This post, part of our Walk This Way series, shares The Walking Classroom experiences of teachers and students across the United States. This post provides a glimpse into Kim Collazo’s class.
When recently surfing my Twitter feed, I came across a conversation with educators participating in the #newselachat. A question posed inquired, “How often should students move? Why?”
Movement Sparks Brain Activity
Dr. Joe Mazza, a well-known principal in New York, responded with an excellent graphic depicting two brain scans. One, lit up in blues and greens, had the caption, “Brain after Sitting Quietly.” The other showed the tell-tale reds, oranges, and yellows. This one, indicating increased amounts of activity, had the caption, “Brain after a 20-Minute Walk.”
Of course, I immediately thought of the Walking Classroom. This simple graphic relates one of the fundamental reasons our Walking Club plays such a vital part in our STEM program!
A Sluggish Start Remedied by A Brisk Walk!
The Walking Club (made up of fifteen fourth graders) visits the STEM lab first thing every Wednesday morning. Many times the students are yawning, dragging their feet, and displaying other signs that their brains are still in the “green and blue zone.” Beginning the morning trying to engage in academic tasks while in this state is not optimal.
However, in stark contrast, after a brisk walk, students have increased energy. Their conversation includes many interesting observations, and they have not lost any academic time. As a matter of fact, while increasing the oxygen and blood flow to their brains (picture the “red and yellow zone” from the earlier-described graphic), they have just learned at least six or eight new content facts, enhancing their science schema!
Benefits Beyond Movement
In addition to the health benefits of the walk itself, the program provides interesting and relevant health information at the beginning of each podcast. The importance of this was brought to light today during our weekly walk and discussion.

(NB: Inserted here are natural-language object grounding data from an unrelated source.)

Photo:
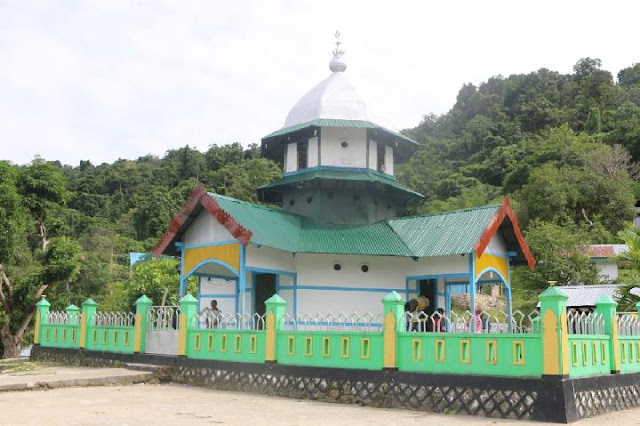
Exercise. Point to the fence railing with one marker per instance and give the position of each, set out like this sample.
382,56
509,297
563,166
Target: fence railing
163,318
628,325
208,320
585,323
332,322
113,319
485,322
551,341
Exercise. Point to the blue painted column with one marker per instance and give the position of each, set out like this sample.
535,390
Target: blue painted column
183,280
472,293
508,295
242,279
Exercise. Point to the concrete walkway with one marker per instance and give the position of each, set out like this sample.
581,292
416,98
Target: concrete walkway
17,375
184,405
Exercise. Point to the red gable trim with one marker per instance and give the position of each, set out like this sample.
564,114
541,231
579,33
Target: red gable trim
504,211
199,196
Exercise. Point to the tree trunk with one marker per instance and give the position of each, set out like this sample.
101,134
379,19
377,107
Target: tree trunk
12,344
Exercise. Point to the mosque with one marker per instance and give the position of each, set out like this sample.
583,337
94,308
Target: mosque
339,241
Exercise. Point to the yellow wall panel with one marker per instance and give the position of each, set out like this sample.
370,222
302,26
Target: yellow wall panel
227,253
487,260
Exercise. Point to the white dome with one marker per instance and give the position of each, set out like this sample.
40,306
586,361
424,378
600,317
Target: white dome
333,98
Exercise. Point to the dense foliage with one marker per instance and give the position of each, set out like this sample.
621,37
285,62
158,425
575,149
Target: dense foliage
563,146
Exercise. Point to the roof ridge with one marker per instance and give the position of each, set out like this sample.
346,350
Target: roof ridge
260,206
446,213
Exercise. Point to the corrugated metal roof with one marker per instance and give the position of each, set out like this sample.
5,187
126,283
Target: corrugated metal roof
347,174
374,239
331,122
445,233
417,236
587,295
270,227
606,250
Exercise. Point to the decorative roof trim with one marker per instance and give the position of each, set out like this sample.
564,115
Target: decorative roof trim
199,196
504,211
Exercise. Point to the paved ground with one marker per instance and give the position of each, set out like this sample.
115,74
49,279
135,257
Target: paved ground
23,375
181,405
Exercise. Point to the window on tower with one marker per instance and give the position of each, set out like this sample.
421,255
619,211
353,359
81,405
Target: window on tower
381,154
303,150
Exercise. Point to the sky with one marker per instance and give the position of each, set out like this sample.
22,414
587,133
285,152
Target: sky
110,79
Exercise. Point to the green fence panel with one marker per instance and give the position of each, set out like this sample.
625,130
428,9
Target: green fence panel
589,355
110,338
60,336
629,350
511,355
336,349
226,345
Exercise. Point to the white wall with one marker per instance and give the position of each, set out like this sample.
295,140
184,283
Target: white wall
497,244
373,155
312,152
388,160
385,272
333,154
269,258
212,288
607,270
291,158
439,265
206,229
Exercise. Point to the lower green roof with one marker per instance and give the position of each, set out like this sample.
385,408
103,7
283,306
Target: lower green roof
414,236
346,174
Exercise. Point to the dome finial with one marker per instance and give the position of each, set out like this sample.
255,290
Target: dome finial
338,64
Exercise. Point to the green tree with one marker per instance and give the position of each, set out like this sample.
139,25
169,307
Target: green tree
28,272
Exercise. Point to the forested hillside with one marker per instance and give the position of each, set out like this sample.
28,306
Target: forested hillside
563,147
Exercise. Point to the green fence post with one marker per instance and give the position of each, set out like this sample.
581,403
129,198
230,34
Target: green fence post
188,308
607,307
275,308
555,339
42,309
73,317
89,307
393,312
142,307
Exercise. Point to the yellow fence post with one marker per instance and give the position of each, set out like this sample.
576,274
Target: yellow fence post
42,309
555,339
275,308
393,311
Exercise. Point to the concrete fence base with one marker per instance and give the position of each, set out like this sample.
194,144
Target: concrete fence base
550,399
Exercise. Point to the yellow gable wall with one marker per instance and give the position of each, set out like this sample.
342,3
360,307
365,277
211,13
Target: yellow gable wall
487,260
227,253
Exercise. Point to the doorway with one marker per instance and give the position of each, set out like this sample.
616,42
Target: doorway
264,286
427,288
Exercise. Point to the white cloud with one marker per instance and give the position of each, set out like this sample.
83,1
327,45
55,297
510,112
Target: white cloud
103,80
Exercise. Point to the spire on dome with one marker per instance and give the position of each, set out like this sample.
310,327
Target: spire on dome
338,64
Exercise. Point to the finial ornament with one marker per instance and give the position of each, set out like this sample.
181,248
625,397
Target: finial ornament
338,64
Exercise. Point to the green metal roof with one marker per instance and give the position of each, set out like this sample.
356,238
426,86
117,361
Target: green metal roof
445,233
416,236
362,175
324,122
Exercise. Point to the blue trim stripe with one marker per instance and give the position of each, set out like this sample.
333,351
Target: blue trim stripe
217,243
269,271
360,289
219,296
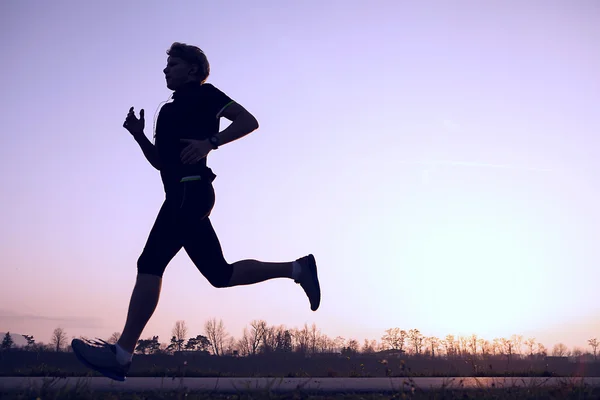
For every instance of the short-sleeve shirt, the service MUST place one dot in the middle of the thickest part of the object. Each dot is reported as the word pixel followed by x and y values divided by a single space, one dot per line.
pixel 194 113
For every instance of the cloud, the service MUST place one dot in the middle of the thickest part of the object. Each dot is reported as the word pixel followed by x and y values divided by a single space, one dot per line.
pixel 7 317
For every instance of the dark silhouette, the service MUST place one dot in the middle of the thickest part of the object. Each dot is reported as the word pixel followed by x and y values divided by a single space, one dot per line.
pixel 187 130
pixel 7 342
pixel 306 351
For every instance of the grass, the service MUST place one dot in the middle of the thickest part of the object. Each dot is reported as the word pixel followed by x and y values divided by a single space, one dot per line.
pixel 52 389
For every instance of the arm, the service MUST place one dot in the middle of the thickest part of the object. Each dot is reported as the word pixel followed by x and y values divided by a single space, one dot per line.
pixel 242 123
pixel 136 126
pixel 149 150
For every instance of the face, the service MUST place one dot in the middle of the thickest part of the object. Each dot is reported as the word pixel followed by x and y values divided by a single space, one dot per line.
pixel 178 72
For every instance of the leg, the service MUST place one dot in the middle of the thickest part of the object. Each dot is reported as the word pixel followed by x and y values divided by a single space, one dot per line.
pixel 113 361
pixel 162 245
pixel 202 244
pixel 144 300
pixel 205 251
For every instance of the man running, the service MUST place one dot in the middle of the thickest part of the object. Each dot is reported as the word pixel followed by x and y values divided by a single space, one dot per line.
pixel 187 130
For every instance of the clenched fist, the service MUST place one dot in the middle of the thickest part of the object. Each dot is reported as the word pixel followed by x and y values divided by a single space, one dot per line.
pixel 134 125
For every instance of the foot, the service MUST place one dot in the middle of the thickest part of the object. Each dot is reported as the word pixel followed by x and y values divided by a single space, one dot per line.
pixel 101 357
pixel 309 280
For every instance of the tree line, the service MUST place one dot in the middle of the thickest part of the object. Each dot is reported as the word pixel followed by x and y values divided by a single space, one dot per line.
pixel 260 338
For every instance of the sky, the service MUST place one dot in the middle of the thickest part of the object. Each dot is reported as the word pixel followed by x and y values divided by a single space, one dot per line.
pixel 437 158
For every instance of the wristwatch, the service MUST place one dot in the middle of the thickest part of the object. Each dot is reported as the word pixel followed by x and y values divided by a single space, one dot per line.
pixel 214 141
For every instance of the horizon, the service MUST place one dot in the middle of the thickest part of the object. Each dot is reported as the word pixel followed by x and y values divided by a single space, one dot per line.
pixel 438 160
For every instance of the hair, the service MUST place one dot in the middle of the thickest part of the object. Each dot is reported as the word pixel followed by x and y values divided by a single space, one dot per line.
pixel 192 55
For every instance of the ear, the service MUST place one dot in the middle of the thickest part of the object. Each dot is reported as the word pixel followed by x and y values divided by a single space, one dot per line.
pixel 194 70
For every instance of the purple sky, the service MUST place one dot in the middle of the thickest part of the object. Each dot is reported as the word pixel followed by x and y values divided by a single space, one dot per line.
pixel 438 158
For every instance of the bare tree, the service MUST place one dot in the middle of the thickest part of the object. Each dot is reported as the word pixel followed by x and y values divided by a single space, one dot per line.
pixel 394 339
pixel 314 336
pixel 433 344
pixel 256 335
pixel 517 342
pixel 541 350
pixel 530 343
pixel 216 334
pixel 497 348
pixel 449 346
pixel 59 339
pixel 352 347
pixel 302 337
pixel 416 340
pixel 338 343
pixel 473 344
pixel 180 333
pixel 559 350
pixel 30 342
pixel 594 344
pixel 577 352
pixel 114 338
pixel 243 344
pixel 369 346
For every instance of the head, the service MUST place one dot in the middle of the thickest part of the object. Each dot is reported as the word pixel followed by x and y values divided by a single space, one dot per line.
pixel 185 64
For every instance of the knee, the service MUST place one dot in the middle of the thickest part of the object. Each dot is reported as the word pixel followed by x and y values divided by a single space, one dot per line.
pixel 221 277
pixel 149 266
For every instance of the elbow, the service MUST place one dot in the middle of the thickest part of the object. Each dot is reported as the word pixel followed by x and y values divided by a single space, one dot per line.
pixel 253 122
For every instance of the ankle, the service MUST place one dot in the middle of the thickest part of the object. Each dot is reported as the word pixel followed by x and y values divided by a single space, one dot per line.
pixel 296 270
pixel 123 356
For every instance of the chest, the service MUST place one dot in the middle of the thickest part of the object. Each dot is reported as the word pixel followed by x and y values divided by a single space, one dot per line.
pixel 185 121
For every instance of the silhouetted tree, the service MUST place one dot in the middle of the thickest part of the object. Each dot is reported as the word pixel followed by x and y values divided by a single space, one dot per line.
pixel 216 334
pixel 7 342
pixel 473 344
pixel 394 339
pixel 449 346
pixel 244 343
pixel 541 350
pixel 485 346
pixel 507 347
pixel 114 338
pixel 416 340
pixel 594 344
pixel 148 346
pixel 369 347
pixel 433 344
pixel 530 343
pixel 198 343
pixel 30 342
pixel 302 339
pixel 351 348
pixel 59 339
pixel 497 348
pixel 179 332
pixel 559 350
pixel 284 341
pixel 517 341
pixel 256 335
pixel 577 351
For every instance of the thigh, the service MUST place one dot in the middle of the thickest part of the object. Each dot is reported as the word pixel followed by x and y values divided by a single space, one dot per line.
pixel 164 241
pixel 200 240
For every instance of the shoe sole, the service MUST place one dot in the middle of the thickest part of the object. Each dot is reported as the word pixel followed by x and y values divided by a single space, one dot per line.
pixel 97 369
pixel 313 269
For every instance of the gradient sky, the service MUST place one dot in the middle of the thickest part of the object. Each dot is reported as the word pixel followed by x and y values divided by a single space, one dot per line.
pixel 438 158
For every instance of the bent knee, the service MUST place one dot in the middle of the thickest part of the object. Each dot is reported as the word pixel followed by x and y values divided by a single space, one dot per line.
pixel 220 277
pixel 150 266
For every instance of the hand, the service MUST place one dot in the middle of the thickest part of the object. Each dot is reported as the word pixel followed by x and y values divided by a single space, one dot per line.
pixel 195 151
pixel 132 124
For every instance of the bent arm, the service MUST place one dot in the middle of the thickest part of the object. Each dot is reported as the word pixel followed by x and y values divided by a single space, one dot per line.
pixel 242 123
pixel 149 149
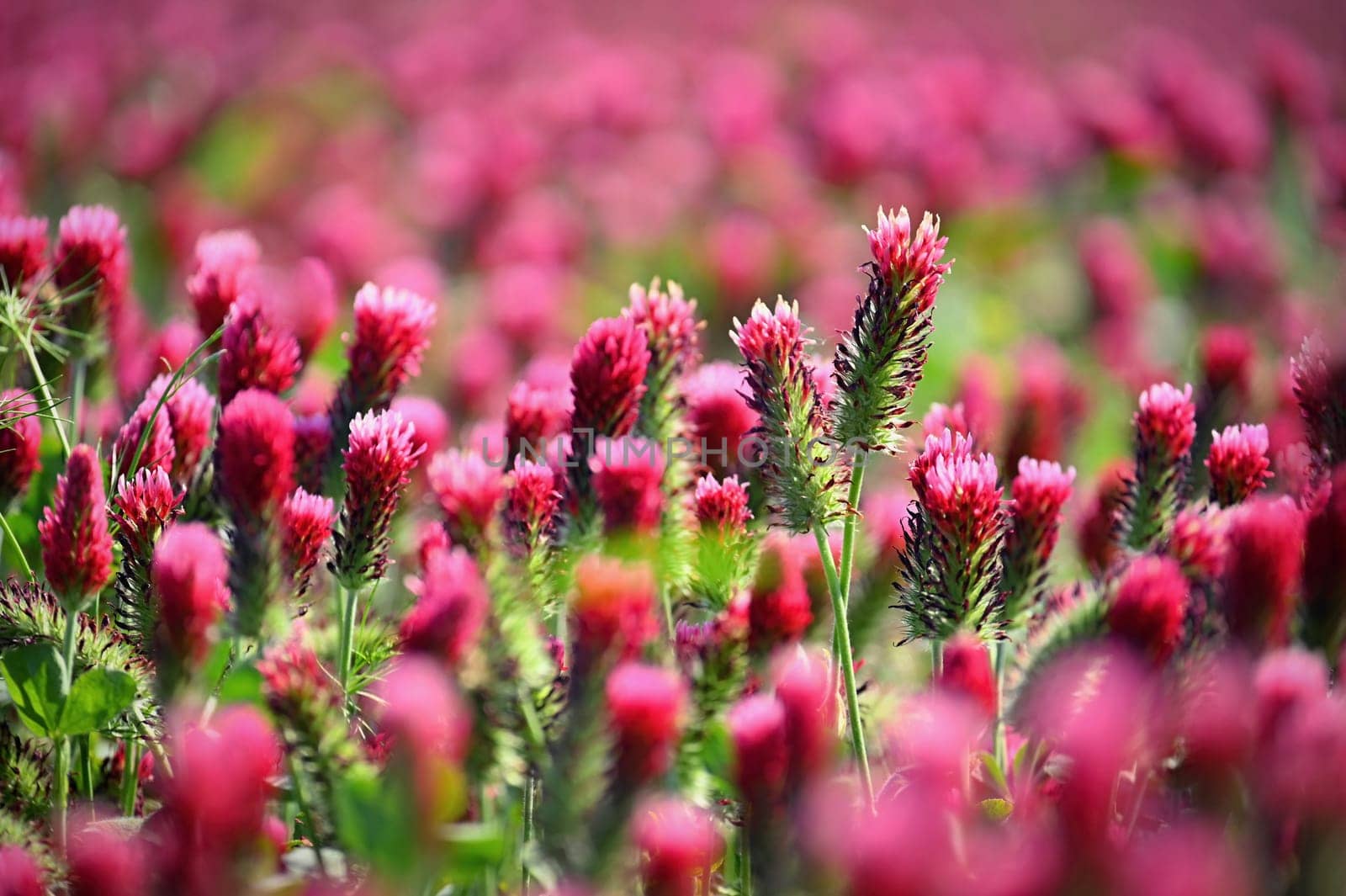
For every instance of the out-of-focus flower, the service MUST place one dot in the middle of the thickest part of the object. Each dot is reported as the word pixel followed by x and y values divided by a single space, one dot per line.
pixel 451 604
pixel 20 443
pixel 1148 606
pixel 1237 463
pixel 76 543
pixel 379 460
pixel 306 522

I had spent the first fifteen minutes of the day in one of our fourth grade teacher’s classrooms observing her Morning Meeting. She asked, “Would you rather go skydiving or scuba diving?” A robust conversation ensued. As luck would have it, our student-selected podcast for our Walking Club just ten minutes later was Marine Life (5-#76, STEM-#34, Complete-#142).
The entire beginning of the podcast focuses on the advantages of water exercise. It tells how activity like snorkeling or swimming, helps to avoid harmful impact to human joints.
Everything was Interconnected!
How timely! We easily continued the discussion from the students’ morning meeting when they had discussed scuba diving and what you might see in the depths of the ocean. Everything was interconnected from health benefits to marine life. And, my students did better on the podcast quiz than on any other they’d taken so far this year!
As you can tell, the health benefits associated with The Walking Classroom include not only the movement that comes from the walk itself. Often, they include much more! Happy Trails!